An 8.0% growth rate is projected. This is driven by Leidos's record backlog, strong book-to-bill ratios, and successful margin expansion initiatives. The continuous modernization of legacy government IT systems and elevated defense spending provide a reliable pipeline for sustained cash flow growth.
An 8.0% discount rate reflects Leidos's highly stable, recession-resistant cash flows backed by the U.S. government. The company's low beta (0.61) and predictable revenue streams justify a relatively low risk premium compared to the broader market.
A 2.5% terminal rate aligns closely with long-term U.S. GDP and inflation expectations.

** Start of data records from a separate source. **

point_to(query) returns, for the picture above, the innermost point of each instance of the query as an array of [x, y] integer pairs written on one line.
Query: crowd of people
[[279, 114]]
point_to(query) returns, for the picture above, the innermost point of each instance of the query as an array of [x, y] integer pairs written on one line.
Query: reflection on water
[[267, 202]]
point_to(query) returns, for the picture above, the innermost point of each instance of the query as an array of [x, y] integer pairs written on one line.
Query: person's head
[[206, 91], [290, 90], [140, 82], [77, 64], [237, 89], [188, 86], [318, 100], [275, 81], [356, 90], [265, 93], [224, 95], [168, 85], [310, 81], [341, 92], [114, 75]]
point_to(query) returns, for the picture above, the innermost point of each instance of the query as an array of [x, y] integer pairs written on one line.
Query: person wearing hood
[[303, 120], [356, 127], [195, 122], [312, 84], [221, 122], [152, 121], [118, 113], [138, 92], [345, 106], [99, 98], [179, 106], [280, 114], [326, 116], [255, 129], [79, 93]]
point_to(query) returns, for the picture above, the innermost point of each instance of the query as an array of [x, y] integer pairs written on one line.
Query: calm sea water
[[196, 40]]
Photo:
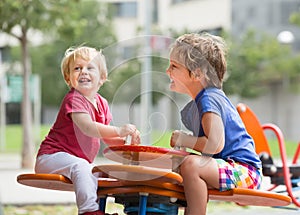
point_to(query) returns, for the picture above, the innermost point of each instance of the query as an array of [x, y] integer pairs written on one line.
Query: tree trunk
[[26, 112]]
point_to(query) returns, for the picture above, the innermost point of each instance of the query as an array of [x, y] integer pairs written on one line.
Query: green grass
[[14, 140]]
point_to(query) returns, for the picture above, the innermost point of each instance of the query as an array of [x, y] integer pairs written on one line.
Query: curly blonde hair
[[85, 53], [203, 53]]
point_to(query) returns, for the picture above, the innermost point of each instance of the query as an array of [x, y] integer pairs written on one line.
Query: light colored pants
[[80, 173]]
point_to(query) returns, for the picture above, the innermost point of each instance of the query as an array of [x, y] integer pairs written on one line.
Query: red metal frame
[[286, 170]]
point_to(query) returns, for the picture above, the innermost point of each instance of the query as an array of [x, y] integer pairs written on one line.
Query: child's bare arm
[[211, 143], [94, 129]]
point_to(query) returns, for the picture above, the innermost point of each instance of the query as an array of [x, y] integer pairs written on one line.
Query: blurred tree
[[257, 61], [56, 19]]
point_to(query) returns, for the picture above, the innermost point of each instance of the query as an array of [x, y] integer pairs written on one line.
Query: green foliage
[[257, 61], [64, 24]]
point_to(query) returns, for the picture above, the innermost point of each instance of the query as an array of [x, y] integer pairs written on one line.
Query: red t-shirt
[[65, 136]]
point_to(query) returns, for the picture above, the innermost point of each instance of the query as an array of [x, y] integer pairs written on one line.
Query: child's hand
[[131, 130], [125, 130], [136, 138]]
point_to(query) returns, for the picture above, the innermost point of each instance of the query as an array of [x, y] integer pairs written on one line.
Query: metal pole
[[146, 79], [2, 107]]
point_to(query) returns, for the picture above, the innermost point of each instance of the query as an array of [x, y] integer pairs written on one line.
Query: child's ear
[[197, 74]]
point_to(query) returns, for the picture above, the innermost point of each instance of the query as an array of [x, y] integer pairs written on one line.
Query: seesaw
[[148, 189]]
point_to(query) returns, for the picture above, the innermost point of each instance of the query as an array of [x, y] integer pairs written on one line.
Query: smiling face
[[84, 77], [85, 70], [180, 79]]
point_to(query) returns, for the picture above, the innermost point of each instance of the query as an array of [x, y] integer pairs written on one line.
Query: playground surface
[[16, 195]]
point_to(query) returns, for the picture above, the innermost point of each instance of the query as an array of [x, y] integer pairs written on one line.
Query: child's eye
[[77, 68]]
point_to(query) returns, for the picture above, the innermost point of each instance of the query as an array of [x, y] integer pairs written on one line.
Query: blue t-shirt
[[239, 145]]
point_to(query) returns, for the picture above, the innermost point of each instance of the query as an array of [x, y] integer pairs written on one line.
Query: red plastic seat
[[280, 174]]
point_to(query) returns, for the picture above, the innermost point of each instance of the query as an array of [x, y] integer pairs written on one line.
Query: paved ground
[[16, 194]]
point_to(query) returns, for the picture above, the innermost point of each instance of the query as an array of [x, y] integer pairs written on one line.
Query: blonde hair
[[85, 53], [202, 53]]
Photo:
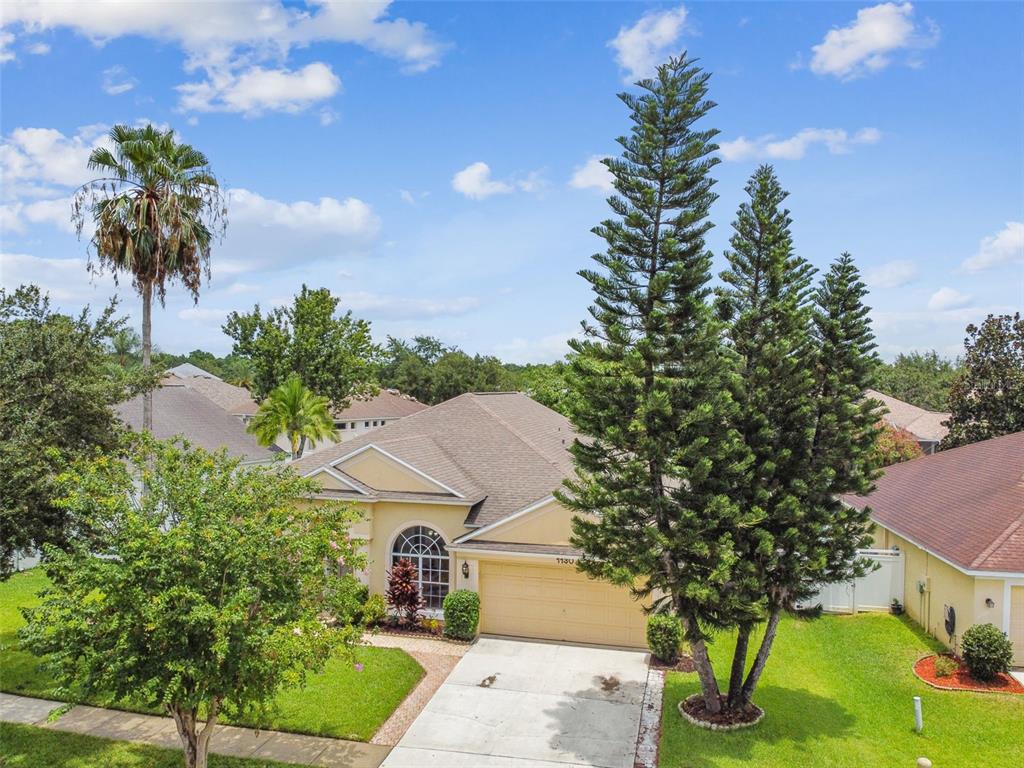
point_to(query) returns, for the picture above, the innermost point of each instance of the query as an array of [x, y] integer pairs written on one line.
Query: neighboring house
[[179, 410], [464, 489], [957, 517], [928, 427], [188, 371], [365, 414]]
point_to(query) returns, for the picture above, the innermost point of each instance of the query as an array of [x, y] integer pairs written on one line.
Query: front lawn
[[839, 691], [29, 747], [339, 701]]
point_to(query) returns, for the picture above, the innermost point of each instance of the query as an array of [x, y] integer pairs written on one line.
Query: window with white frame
[[425, 548]]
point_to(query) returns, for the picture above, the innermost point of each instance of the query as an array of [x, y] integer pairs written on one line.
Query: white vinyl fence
[[872, 592]]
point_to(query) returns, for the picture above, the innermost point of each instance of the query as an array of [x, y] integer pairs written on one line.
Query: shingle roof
[[187, 371], [236, 400], [965, 505], [925, 425], [503, 450], [387, 403], [178, 410]]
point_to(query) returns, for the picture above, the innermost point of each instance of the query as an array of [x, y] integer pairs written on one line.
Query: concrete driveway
[[516, 704]]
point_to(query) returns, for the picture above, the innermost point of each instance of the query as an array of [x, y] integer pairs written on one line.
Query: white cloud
[[227, 40], [118, 81], [1006, 247], [592, 175], [257, 90], [545, 349], [33, 161], [67, 281], [867, 43], [397, 307], [892, 274], [474, 181], [350, 217], [837, 140], [947, 298], [206, 315], [640, 48]]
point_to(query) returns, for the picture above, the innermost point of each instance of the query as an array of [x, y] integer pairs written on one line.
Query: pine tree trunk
[[709, 684], [738, 667], [762, 658], [147, 352]]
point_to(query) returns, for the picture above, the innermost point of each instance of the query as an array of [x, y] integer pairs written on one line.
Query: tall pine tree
[[819, 546], [766, 301], [658, 460]]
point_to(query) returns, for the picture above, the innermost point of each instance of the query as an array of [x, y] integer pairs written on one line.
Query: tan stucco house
[[957, 516], [464, 489]]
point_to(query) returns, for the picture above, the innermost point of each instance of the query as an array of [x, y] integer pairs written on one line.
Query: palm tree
[[157, 209], [125, 344], [294, 410]]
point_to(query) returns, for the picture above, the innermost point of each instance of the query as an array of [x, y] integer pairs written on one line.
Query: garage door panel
[[557, 603]]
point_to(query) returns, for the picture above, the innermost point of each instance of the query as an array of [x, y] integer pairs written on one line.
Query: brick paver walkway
[[227, 739], [437, 657]]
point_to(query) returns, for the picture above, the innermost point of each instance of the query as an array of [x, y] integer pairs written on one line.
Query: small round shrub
[[374, 610], [462, 613], [664, 637], [944, 667], [986, 651]]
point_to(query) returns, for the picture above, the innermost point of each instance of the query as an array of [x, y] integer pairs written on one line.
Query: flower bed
[[962, 680]]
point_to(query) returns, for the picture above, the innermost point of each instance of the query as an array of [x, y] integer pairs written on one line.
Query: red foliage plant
[[403, 591]]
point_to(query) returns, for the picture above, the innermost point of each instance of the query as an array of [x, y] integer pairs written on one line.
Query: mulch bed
[[724, 720], [962, 680], [685, 664]]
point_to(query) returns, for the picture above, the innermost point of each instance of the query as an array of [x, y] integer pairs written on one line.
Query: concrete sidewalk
[[227, 739]]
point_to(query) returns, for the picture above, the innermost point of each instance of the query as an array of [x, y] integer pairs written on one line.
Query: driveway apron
[[517, 704]]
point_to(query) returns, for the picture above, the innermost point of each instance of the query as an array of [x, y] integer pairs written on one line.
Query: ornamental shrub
[[986, 651], [374, 610], [945, 666], [462, 613], [403, 591], [665, 635]]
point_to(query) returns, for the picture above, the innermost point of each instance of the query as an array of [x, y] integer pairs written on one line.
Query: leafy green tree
[[157, 210], [202, 597], [295, 412], [921, 378], [765, 299], [987, 397], [894, 445], [333, 354], [56, 397], [546, 383], [659, 460]]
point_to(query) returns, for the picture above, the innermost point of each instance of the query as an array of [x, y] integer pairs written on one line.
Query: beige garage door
[[557, 603], [1017, 624]]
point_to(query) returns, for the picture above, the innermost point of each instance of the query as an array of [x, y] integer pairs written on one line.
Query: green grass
[[28, 747], [337, 701], [838, 692]]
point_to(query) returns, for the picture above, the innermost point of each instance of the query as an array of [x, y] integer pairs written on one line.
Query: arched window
[[425, 548]]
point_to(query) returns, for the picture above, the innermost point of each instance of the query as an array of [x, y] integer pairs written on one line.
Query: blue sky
[[433, 163]]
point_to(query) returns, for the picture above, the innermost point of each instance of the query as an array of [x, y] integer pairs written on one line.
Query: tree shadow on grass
[[796, 720]]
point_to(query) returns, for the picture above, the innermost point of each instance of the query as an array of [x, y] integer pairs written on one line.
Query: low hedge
[[462, 614]]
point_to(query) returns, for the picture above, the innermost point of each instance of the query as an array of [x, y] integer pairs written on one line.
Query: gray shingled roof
[[925, 425], [966, 504], [179, 411], [501, 450]]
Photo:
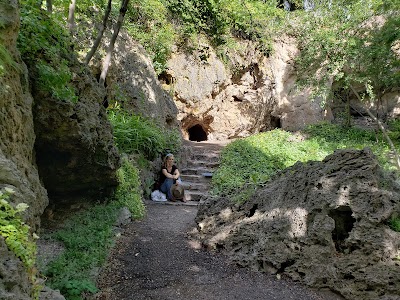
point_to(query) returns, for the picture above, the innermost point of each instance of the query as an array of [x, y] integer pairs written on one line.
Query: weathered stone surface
[[74, 144], [251, 93], [132, 81], [17, 160], [322, 223], [296, 109], [14, 281]]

Given Leidos's entrenched position in federal procurement, it is highly likely to grow in tandem with the overall federal budget into perpetuity.
Intrinsic value per share under varying discount rate and terminal growth rate assumptions.
| WACC β / Terminal β | 1.5% | 2.0% | 2.5% | 3.0% | 3.5% |
|---|---|---|---|---|---|
| 1.5% | $249.68 | $204.28 | $172.85 | $149.81 | $132.18 |
| 2.0% | $280.89 | $224.71 | $187.26 | $160.51 | $140.44 |
| 2.5% | $321.01 | $249.68 | $204.28 | $172.85 | $149.81 |
| 3.0% | $374.51 | $280.88 | $224.71 | $187.26 | $160.51 |
| 3.5% | $449.42 | $321.01 | $249.68 | $204.28 | $172.85 |
β Undervalued vs current price β Overvalued vs current price
Gemini selected an 8% growth rate based on Leidos's massive and expanding contract backlog, combined with successful recent initiatives to expand operating margins. The secular trend of government IT modernization provides highly visible, long-term revenue streams.
An 8.0% discount rate was used. This relatively low rate is justified by the extremely low-risk nature of U.S. government contracts and Leidos's historically low beta, indicating significantly less volatility than the broader market.
While reliance on a single customer (the U.S. government) is a theoretical risk, the diversity of contracts across defense, intelligence, health, and civil agencies mitigates this. The primary risks are related to bureaucratic delays or continuing resolutions rather than a total loss of business.
Disclaimer: The numbers presented on this page are for educational and entertainment purposes only. They are the result of a deterministic mathematical model fed with assumptions generated by an Artificial Intelligence (Gemini 3.1). This does not constitute investment advice. Always conduct your own due diligence before investing in the stock market.